Literature DB >> 24084496

Risk of geographic atrophy in the comparison of age-related macular degeneration treatments trials.

Juan E Grunwald1, Ebenezer Daniel2, Jiayan Huang2, Gui-Shuang Ying2, Maureen G Maguire2, Cynthia A Toth3, Glenn J Jaffe4, Stuart L Fine5, Barbara Blodi6, Michael L Klein7, Alison A Martin8, Stephanie A Hagstrom8, Daniel F Martin8.   

Abstract

PURPOSE: To describe risk factors for geographic atrophy (GA) in the Comparison of Age-related Macular Degeneration Treatments Trials (CATT).
DESIGN: Cohort within a randomized clinical trial. PARTICIPANTS: We analyzed 1024 CATT patients with no GA visible on color fundus photographs (CFPs) and/or fluorescein angiograms (FAs) at enrollment.
METHODS: Eyes were assigned to ranibizumab (0.5 mg) or bevacizumab (1.25 mg) treatment and to a 2-year monthly or pro re nata (PRN) injection regimen, or monthly injections for 1 year and PRN for 1 year. Demographic, genetic, and baseline ocular characteristics and lesion features of CFP/FA and optical coherence tomography (OCT) were evaluated as risk factors for GA through 2 years of follow-up. Time-dependent Cox proportional hazard models were used to estimate adjusted hazard ratios (aHRs). MAIN OUTCOME MEASURES: Development of GA.
RESULTS: By 2 years, GA developed in 187 of 1024 patients (18.3%). Baseline risk factors for GA development included baseline visual acuity (VA) ≤20/200 (aHR, 2.65; 95% confidence interval [CI], 1.43-4.93), retinal angiomatous proliferation (RAP; aHR, 1.69; 95% CI, 1.16-2.47), GA in the fellow eye (aHR, 2.07; 95% CI, 1.40-3.08), and intraretinal fluid at the foveal center (aHR, 2.10; 95% CI, 1.34-3.31). Baseline factors associated with lower risk for GA development included blocked fluorescence (aHR, 0.49; 95% CI, 0.29-0.82), OCT measurements of subretinal fluid thickness of >25 μ (aHR, 0.52; 95% CI, 0.35-0.78), subretinal tissue complex thickness of >275 compared with ≤75 μ (aHR, 0.31; 95% CI, 0.19-0.50), and vitreomacular attachment (aHR, 0.55; 95% CI, 0.31-0.97). Ranibizumab compared with bevacizumab had a higher risk (aHR, 1.43; 95% CI, 1.06-1.93), and monthly dosing had a higher risk (aHR, 1.59; 95% CI, 1.17-2.16) than PRN dosing.
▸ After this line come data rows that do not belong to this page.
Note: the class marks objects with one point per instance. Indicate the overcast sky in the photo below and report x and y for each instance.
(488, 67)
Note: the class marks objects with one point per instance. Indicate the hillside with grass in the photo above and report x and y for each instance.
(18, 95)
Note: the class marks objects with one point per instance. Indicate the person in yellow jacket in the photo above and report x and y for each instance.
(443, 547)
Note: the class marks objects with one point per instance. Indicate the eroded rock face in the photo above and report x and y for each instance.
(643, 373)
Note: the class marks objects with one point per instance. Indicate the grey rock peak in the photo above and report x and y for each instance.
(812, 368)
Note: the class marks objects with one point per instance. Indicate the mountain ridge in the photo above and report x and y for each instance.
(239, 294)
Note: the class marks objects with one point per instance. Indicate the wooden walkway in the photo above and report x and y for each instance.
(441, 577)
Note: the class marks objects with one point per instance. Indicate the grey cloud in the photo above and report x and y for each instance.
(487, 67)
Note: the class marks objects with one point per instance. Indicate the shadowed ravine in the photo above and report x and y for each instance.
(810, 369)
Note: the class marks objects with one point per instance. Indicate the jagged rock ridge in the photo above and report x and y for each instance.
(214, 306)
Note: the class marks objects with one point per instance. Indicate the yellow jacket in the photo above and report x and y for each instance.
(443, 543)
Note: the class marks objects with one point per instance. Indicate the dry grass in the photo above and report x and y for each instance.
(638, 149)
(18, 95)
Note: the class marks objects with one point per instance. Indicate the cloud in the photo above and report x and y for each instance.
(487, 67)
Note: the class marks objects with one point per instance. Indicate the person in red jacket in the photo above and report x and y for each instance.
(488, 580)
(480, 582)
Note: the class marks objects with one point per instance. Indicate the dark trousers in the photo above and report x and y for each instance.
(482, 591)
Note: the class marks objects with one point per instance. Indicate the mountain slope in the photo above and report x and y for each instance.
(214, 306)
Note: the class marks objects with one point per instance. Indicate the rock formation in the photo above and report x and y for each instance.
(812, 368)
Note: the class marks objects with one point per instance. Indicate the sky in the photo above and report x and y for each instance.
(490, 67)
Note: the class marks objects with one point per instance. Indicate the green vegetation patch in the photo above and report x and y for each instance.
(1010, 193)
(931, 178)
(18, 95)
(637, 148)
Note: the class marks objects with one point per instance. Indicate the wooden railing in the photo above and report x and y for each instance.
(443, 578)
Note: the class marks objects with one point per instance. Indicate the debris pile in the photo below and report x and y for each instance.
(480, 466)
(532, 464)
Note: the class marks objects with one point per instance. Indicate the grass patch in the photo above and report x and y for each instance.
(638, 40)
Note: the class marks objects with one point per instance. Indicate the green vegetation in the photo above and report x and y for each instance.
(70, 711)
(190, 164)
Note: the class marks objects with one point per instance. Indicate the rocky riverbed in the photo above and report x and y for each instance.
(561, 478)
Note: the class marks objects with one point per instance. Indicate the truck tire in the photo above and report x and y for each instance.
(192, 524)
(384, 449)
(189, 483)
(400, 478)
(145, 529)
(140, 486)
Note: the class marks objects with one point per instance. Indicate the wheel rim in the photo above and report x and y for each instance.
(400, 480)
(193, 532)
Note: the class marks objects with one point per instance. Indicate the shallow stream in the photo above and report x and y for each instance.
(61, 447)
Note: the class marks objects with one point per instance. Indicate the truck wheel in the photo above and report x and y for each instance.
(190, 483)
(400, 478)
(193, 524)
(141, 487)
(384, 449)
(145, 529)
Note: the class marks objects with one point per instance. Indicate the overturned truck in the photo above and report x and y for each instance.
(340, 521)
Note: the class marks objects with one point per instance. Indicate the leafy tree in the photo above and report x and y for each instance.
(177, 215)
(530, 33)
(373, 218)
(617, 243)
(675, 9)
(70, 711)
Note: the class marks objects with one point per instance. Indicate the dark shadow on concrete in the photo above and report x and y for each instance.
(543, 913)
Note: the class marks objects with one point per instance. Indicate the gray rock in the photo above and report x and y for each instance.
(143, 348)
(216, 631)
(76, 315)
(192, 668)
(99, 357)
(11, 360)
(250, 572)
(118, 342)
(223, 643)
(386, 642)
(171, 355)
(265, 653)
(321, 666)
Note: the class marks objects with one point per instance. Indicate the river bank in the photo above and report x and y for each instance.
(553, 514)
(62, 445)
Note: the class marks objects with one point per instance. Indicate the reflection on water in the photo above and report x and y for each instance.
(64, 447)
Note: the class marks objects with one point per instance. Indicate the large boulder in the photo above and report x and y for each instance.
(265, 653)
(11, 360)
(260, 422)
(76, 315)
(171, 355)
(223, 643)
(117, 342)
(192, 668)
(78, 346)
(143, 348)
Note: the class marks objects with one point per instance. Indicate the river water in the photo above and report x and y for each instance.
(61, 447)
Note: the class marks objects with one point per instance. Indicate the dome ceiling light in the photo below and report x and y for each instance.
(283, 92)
There were no strong associations between development of GA and the presence of risk alleles for CFH, ARMS 2, HTRA1, C3, or TLR3.
CONCLUSIONS: Approximately one fifth of CATT patients developed GA within 2 years of treatment. Independent baseline risk factors included poor VA, RAP, foveal intraretinal fluid, monthly dosing, and treatment with ranibizumab. Anti-vascular endothelial growth factor therapy may have a role in the development of GA.
Copyright © 2014 American Academy of Ophthalmology. Published by Elsevier Inc. All rights reserved.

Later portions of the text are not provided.